Below is an excerpt of how OpenAI is or was addressing the indexing challenge:

OpenAI Introduces GPTBot: A Web Crawler Designed to Scrape Data from the Entire Internet Automatically

“OpenAI has responded to privacy and intellectual property concerns arising from data collection on public websites by introducing a new web crawler tool called GPTBot. This technology aims to gather public web data transparently and utilize it for training their AI models, all under the umbrella of OpenAI's banner. GPTBot's user agent aims to amass data that will contribute to refining future AI models. During this process, GPTBot will omit sources that necessitate payment. However, it's important to note that some collected data may inadvertently contain identifiable information or text, violating OpenAI's policies.

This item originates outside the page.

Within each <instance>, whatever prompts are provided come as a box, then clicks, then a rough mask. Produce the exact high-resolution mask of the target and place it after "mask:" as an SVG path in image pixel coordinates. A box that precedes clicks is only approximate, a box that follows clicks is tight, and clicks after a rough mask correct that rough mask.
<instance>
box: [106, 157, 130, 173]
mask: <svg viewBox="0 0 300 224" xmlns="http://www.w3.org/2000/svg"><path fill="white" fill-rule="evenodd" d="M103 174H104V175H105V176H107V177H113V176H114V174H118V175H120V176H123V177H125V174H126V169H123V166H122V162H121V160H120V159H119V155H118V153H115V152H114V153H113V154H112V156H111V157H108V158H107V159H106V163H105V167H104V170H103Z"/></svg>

OpenAI recognizes the need to provide website administrators with options concerning GPTBot’s platform access. Granting access is perceived as a collaboration in improving the precision of AI models, ultimately enhancing their capabilities and reinforcing security measures. Conversely, OpenAI has outlined a procedure for those who prefer not to include their websites in GPTBot’s data collection efforts. This guidance includes incorporating GPTBot directives into the website’s robots.txt file and configuring its access to specific content segments.”[34]

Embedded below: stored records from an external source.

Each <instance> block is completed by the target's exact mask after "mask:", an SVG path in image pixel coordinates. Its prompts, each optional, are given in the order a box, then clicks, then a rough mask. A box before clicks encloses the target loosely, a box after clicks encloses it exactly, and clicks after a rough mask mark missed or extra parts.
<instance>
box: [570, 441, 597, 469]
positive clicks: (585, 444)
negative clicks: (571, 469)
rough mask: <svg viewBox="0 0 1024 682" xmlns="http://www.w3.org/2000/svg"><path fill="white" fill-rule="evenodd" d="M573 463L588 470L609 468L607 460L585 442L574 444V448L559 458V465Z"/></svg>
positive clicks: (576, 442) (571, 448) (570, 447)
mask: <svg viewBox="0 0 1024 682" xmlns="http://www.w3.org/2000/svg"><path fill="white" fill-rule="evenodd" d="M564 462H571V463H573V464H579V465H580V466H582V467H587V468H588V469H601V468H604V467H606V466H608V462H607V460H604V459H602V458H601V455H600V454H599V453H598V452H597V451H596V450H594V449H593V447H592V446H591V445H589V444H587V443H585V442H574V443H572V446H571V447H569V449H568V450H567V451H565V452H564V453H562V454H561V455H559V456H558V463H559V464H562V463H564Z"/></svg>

According to Axios as reported on August 31, 2023, Nearly 20% of the top 1000 websites in the world are blocking certain crawler bots for certain data curators that gather web data for AI services, according to data from Originality.AI, an AI content detector.[35]

The following post describes some of the problems with opt-out schemes, though. “It's clear that if generative AI companies want to do right by artists, their current business model is impractical. Creating opt-outs and other stop-gap interventions will only go so far, since they do nothing to change companies' business models or challenge prevailing labor conditions.”[36]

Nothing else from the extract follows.